Providing local CTCA as a first-line investigation for rural patients with suspected CAD could avert 53% of transfers for invasive angiography and reduce health care costs by 36%.
Cohort (n=1,017)
Yes
Does a local CTCA assessment model reduce unnecessary transfers and health care costs compared to standard invasive coronary angiography referral in rural patients with suspected CAD?
Providing CTCA as a first-line investigation in rural centers could avert over half of transfers for invasive coronary angiography and significantly reduce healthcare costs.

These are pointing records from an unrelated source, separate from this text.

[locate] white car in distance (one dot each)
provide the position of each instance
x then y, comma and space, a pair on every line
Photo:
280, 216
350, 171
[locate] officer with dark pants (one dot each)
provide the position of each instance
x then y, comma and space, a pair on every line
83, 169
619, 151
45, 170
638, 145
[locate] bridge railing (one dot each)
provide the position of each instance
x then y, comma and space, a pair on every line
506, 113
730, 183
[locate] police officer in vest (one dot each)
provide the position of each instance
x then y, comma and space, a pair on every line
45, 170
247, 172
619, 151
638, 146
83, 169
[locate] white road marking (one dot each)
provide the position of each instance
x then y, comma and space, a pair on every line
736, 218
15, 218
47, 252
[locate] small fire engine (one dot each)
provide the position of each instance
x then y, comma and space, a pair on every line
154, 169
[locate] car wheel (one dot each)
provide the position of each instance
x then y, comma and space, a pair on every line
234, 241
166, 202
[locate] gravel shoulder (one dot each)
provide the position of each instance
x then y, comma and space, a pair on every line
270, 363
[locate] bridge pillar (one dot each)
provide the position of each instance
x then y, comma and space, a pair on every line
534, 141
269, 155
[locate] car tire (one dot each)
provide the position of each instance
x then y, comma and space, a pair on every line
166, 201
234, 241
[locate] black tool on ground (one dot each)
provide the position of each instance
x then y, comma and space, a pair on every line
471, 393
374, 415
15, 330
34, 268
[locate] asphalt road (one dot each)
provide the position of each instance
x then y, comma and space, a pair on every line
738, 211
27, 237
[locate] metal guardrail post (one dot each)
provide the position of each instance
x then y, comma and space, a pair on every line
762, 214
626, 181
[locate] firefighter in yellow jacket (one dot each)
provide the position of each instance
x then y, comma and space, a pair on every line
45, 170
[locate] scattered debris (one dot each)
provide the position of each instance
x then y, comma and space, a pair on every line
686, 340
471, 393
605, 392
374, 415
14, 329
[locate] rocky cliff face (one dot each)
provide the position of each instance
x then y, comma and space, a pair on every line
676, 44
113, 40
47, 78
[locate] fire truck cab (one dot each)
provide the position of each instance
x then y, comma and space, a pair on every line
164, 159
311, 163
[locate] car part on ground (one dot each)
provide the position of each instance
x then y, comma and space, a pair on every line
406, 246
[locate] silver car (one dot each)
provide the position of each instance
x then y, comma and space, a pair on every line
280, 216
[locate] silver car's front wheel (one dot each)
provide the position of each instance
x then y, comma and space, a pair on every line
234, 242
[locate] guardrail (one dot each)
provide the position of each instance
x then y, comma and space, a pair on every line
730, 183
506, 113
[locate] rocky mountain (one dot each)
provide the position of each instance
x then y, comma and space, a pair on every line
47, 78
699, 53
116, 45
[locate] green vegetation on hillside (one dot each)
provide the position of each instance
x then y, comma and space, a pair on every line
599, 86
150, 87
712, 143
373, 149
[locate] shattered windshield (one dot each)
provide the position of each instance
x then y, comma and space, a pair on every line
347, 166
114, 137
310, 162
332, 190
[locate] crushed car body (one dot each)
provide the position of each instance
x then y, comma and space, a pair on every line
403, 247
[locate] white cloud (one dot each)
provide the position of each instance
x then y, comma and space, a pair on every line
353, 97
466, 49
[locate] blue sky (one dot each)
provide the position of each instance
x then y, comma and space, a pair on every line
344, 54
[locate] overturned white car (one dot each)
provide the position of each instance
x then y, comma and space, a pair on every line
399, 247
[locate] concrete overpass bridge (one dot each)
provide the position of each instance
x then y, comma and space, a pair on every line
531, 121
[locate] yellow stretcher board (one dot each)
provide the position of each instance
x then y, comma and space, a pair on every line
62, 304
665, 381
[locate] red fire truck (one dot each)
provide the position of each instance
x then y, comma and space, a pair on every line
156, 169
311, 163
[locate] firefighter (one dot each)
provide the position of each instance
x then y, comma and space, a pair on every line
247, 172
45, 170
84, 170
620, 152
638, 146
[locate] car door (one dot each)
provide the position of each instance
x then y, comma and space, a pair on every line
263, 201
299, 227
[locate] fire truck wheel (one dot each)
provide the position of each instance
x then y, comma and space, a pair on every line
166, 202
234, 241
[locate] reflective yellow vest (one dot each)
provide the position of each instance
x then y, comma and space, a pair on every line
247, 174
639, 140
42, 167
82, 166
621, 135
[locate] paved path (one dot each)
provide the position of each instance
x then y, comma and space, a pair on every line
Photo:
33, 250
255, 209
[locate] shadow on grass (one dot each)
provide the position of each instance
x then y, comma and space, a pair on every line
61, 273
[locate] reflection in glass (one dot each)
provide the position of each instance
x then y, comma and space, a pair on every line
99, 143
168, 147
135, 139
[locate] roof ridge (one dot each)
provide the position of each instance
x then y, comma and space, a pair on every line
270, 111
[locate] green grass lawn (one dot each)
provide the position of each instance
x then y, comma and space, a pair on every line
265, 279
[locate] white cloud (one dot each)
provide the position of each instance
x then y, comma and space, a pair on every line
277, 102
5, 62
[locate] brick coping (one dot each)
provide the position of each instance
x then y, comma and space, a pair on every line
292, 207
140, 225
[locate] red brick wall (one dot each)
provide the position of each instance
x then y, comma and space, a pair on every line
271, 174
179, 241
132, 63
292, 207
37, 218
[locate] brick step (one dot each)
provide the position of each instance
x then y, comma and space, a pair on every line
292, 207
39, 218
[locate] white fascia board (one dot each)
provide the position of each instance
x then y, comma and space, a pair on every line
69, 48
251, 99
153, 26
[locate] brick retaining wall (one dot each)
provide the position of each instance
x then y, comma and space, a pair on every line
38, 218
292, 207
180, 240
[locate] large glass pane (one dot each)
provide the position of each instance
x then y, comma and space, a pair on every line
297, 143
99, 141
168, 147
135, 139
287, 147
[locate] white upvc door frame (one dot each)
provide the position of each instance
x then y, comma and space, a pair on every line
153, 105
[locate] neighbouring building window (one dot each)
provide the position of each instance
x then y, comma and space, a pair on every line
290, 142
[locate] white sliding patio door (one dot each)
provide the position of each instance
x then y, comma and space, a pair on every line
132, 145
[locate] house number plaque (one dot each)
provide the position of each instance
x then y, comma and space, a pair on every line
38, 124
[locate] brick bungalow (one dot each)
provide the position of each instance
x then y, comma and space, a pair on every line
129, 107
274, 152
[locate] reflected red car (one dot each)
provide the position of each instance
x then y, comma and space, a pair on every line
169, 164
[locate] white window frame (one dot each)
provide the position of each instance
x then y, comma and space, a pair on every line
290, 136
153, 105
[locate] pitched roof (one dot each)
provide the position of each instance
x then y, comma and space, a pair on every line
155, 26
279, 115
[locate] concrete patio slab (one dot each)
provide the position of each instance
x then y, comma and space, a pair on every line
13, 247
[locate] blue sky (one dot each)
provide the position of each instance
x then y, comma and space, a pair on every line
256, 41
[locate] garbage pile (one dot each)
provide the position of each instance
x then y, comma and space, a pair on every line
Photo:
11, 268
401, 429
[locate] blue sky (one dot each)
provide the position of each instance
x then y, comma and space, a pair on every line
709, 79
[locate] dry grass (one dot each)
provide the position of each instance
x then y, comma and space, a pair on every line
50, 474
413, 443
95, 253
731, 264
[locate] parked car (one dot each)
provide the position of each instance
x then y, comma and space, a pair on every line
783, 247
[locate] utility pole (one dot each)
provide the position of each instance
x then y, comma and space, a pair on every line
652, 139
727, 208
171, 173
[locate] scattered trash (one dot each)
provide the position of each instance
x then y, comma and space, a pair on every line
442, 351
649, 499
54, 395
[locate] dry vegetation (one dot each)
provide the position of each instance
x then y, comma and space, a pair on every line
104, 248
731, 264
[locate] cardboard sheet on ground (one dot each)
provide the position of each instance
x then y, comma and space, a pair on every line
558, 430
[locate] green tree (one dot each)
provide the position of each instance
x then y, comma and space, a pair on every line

OBJECTIVES: To examine the severity of coronary artery disease (CAD) in people from rural or remote Western Australia referred for invasive coronary angiography (ICA) in Perth and their subsequent management; to estimate the cost savings were computed tomography coronary angiography (CTCA) offered in rural centres as a first line investigation for people with suspected CAD. DESIGN: Retrospective cohort study. SETTING, PARTICIPANTS: Adults with stable symptoms in rural and remote WA referred to Perth public tertiary hospitals for ICA evaluation during the 2019 calendar year. MAIN OUTCOME MEASURES: Severity and management of CAD (medical management or revascularisation) ; health care costs by care model (standard care or a proposed alternative model with local CTCA assessment). RESULTS: The mean age of the 1017 people from rural and remote WA who underwent ICA in Perth was 62 years (standard deviation, 13 years) ; 680 were men (66. 9%), 245 were Indigenous people (24. 1%). Indications for referral were non-ST elevation myocardial infarction (438, 43. 1%), chest pain with normal troponin level (394, 38. 7%), and other (185, 18. 2%). After ICA assessment, 619 people were medically managed (60. 9%) and 398 underwent revascularisation (39. 1%). None of the 365 patients (35. 9%) without obstructed coronaries (< 50% stenosis) underwent revascularisation; nine patients with moderate CAD (50-69% stenosis; 7%) and 389 with severe CAD (≥ 70% stenosis or occluded vessel; 75. 5%) underwent revascularisation. Were CTCA used locally to determine the need for referral, 527 referrals could have been averted (53%), the ICA: revascularisation ratio would have improved from 2. 6 to 1. 6, and 1757 metropolitan hospital bed-days (43% reduction) and 7. 3 million in health care costs (36% reduction) would have been saved. CONCLUSION: Many rural and remote Western Australians transferred for ICA in Perth have non-obstructive CAD and are medically managed. Providing CTCA as a first line investigation in rural centres could avert half of these transfers and be a cost-effective strategy for risk stratification of people with suspected CAD.
Alexander et al. (Tue,) conducted a cohort in Suspected coronary artery disease (CAD) (n=1,017). Local computed tomography coronary angiography (CTCA) (modeled alternative) vs. Transfer for invasive coronary angiography (standard care) was evaluated on Severity and management of CAD, and health care costs by care model. Providing local CTCA as a first-line investigation for rural patients with suspected CAD could avert 53% of transfers for invasive angiography and reduce health care costs by 36%.